WOLFMAYR: FÜR AUFHEBUNG DER BEFRISTUNG DER BUCHPREISBINDUNG

ÖVP-Kultursprecherin zum heutigen Kulturausschuss

Wien, 2. Juli 2004 (ÖVP-PK) Als Schriftstellerin und ausgebildete Buchhändlerin hat sich ÖVP-Kultursprecherin Abg. Dr. Andrea Wolfmayr seit Jahren ganz besonders für die Buchpreisbindung eingesetzt. Bei seiner Erlassung wurde das Gesetz über die Preisbindung mit den Stimmen aller Parlamentsparteien auf fünf Jahre bis zum 30. Juni 2005 befristet.
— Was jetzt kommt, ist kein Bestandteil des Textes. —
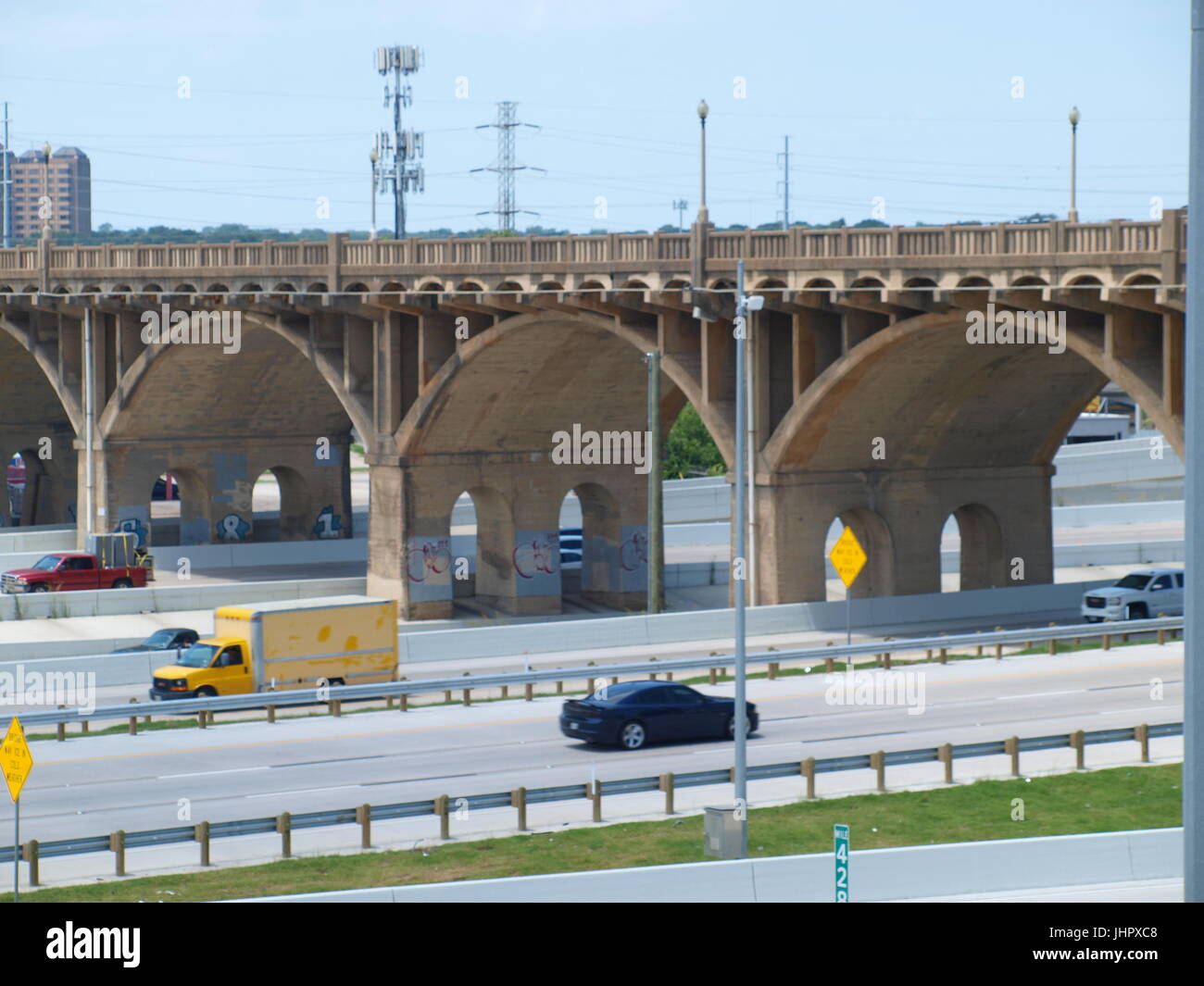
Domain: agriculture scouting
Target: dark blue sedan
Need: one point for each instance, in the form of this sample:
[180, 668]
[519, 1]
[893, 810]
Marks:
[634, 713]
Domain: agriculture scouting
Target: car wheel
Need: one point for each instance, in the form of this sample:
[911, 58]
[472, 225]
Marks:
[633, 736]
[731, 726]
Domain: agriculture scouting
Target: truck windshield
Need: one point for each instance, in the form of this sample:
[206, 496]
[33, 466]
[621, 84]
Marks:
[197, 656]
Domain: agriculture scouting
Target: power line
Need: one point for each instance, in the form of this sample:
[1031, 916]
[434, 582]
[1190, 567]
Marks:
[405, 145]
[505, 165]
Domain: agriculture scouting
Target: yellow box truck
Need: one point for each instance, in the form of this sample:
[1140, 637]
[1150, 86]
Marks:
[289, 644]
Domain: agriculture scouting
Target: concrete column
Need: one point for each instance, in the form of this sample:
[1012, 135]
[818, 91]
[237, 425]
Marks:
[898, 516]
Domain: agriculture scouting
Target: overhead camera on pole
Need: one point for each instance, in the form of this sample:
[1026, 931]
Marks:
[396, 165]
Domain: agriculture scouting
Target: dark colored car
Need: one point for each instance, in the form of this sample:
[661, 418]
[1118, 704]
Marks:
[169, 638]
[634, 713]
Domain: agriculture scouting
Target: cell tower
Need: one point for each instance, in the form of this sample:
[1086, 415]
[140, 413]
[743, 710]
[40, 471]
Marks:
[396, 152]
[505, 167]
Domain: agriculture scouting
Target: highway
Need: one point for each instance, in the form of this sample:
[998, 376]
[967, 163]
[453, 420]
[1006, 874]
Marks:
[245, 769]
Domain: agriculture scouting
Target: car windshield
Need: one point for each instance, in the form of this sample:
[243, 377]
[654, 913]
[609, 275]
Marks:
[197, 656]
[617, 693]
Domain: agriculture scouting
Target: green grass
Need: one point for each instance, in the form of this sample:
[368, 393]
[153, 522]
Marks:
[1099, 801]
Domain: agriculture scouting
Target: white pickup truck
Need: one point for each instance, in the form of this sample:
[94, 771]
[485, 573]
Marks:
[1138, 596]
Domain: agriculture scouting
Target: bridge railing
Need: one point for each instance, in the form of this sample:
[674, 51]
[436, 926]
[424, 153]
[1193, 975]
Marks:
[448, 806]
[1002, 239]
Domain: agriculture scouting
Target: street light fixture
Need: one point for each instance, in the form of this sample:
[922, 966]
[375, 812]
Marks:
[745, 306]
[46, 191]
[1072, 215]
[373, 156]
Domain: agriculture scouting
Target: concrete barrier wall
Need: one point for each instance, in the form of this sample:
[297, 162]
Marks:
[1040, 604]
[107, 602]
[445, 641]
[874, 874]
[51, 537]
[1150, 512]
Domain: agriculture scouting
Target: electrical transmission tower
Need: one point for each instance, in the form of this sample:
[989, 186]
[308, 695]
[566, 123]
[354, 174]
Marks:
[394, 153]
[505, 167]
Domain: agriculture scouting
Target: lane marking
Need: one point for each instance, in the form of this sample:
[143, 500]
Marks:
[378, 733]
[302, 791]
[209, 773]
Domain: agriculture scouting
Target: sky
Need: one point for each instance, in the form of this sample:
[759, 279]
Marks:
[931, 111]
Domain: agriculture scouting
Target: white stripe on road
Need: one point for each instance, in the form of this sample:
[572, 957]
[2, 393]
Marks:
[211, 773]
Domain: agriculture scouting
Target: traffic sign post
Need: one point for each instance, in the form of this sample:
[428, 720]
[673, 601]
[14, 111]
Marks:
[847, 557]
[17, 762]
[841, 846]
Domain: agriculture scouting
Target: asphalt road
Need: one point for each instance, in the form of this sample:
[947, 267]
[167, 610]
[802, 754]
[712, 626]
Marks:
[249, 769]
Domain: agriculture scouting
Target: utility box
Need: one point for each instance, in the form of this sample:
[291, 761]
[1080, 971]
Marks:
[722, 833]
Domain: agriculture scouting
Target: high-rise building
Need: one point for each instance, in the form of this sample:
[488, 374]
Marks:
[65, 179]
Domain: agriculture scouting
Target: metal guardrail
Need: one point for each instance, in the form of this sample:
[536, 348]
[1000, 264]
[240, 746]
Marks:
[476, 681]
[119, 842]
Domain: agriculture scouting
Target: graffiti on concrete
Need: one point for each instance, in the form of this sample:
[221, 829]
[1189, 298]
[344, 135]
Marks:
[132, 525]
[232, 528]
[541, 554]
[633, 552]
[428, 557]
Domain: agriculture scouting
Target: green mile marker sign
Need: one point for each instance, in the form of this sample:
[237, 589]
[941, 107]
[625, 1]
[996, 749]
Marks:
[841, 845]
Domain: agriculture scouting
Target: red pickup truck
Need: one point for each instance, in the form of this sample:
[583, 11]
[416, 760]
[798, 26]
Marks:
[64, 571]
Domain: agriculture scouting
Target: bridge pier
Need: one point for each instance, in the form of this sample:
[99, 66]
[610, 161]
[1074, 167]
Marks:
[416, 554]
[1003, 514]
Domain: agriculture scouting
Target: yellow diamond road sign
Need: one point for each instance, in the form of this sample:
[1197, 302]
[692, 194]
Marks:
[15, 758]
[847, 557]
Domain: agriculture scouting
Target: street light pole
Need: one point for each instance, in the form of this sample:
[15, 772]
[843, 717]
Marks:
[745, 306]
[655, 488]
[1072, 215]
[703, 109]
[373, 156]
[1193, 465]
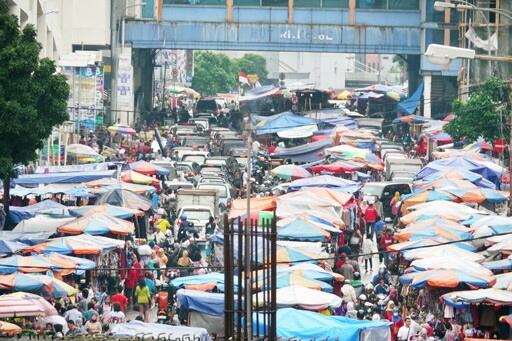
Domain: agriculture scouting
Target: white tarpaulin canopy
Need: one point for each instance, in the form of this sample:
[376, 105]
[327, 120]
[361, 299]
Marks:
[447, 251]
[81, 149]
[434, 263]
[491, 295]
[292, 204]
[298, 132]
[41, 223]
[157, 330]
[306, 298]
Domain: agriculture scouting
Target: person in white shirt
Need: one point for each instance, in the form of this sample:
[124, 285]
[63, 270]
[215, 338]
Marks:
[74, 315]
[255, 147]
[404, 333]
[349, 293]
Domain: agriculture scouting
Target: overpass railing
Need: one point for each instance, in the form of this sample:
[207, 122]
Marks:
[360, 4]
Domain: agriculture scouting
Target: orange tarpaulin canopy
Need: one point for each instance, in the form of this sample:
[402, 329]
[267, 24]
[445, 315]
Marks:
[239, 206]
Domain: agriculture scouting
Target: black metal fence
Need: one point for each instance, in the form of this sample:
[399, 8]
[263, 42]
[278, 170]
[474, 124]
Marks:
[259, 321]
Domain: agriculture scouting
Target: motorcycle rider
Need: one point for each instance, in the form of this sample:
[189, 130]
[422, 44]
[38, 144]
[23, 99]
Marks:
[382, 288]
[370, 294]
[348, 292]
[383, 273]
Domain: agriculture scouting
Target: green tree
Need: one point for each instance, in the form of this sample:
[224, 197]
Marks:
[252, 64]
[483, 114]
[33, 98]
[213, 73]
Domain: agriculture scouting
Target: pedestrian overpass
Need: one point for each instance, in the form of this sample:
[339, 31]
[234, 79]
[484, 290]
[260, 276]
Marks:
[390, 26]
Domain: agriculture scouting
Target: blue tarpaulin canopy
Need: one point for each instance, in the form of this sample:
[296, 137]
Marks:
[203, 302]
[410, 103]
[306, 325]
[461, 163]
[17, 214]
[308, 152]
[213, 277]
[62, 178]
[281, 122]
[302, 230]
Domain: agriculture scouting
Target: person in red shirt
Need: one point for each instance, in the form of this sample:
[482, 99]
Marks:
[371, 216]
[385, 241]
[134, 274]
[120, 298]
[271, 149]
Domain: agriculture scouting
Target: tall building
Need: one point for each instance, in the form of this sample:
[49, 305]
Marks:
[64, 26]
[46, 17]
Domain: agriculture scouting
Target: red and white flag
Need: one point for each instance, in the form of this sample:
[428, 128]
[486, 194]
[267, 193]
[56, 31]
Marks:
[242, 78]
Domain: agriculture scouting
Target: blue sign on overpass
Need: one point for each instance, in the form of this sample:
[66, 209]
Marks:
[266, 29]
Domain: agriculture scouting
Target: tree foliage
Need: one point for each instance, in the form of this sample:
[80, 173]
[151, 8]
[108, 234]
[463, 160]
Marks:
[483, 115]
[213, 73]
[33, 98]
[252, 64]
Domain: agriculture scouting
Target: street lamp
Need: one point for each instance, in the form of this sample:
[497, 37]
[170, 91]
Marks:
[123, 21]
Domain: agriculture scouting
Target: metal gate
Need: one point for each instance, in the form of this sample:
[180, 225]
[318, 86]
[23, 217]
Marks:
[250, 296]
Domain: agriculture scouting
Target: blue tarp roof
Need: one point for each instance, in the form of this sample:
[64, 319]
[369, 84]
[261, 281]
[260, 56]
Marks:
[62, 178]
[203, 302]
[30, 238]
[410, 103]
[306, 325]
[328, 181]
[17, 214]
[216, 277]
[308, 152]
[302, 230]
[284, 121]
[461, 164]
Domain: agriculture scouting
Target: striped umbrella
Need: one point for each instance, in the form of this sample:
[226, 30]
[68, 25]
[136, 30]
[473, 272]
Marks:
[23, 304]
Es handle sich dabei um eine "vernünftige gesetzliche Lösung, die Rechtssicherheit gewährleistet". Die ÖVP tritt daher dafür ein, die Buchpreisbindung unbefristet zu verlängern, der Vier-Parteien-Antrag wird im heutigen Kulturausschuss behandelt und kommt am 9. Juli ins Plenum. "Alle am Buchmarkt Tätigen wie Verlage, Buchhandlungen oder Autoren begrüßen diese Verlängerung, da auf diese Weise das breit gefächerte, hervorragende österreichische Buchangebot gewahrt werden kann", hob die Abgeordnete heute, Freitag, die Vorteile für die Leserschaft hervor. ****

Die Buchpreisbindung hätte zudem Vorbildwirkung auf Deutschland und auch auf andere EU-Mitgliedsstaaten gehabt. In Deutschland ist am 1. Oktober 2002 ein der österreichischen Regelung sehr ähnliches Buchpreisbindungsgesetz in Kraft getreten. "Ich bin sicher, dass die von uns nun lang gewünschte und endlich erreichte fristlose Verlängerung der Buchpreisbindung in den europäischen Staaten bemerkt und kommentiert werden wird und sich die Erfolge einstellen. Es bleibt zu hoffen, dass wir weitere Nachahmer finden!" äußerte sich die Kultursprecherin zuversichtlich.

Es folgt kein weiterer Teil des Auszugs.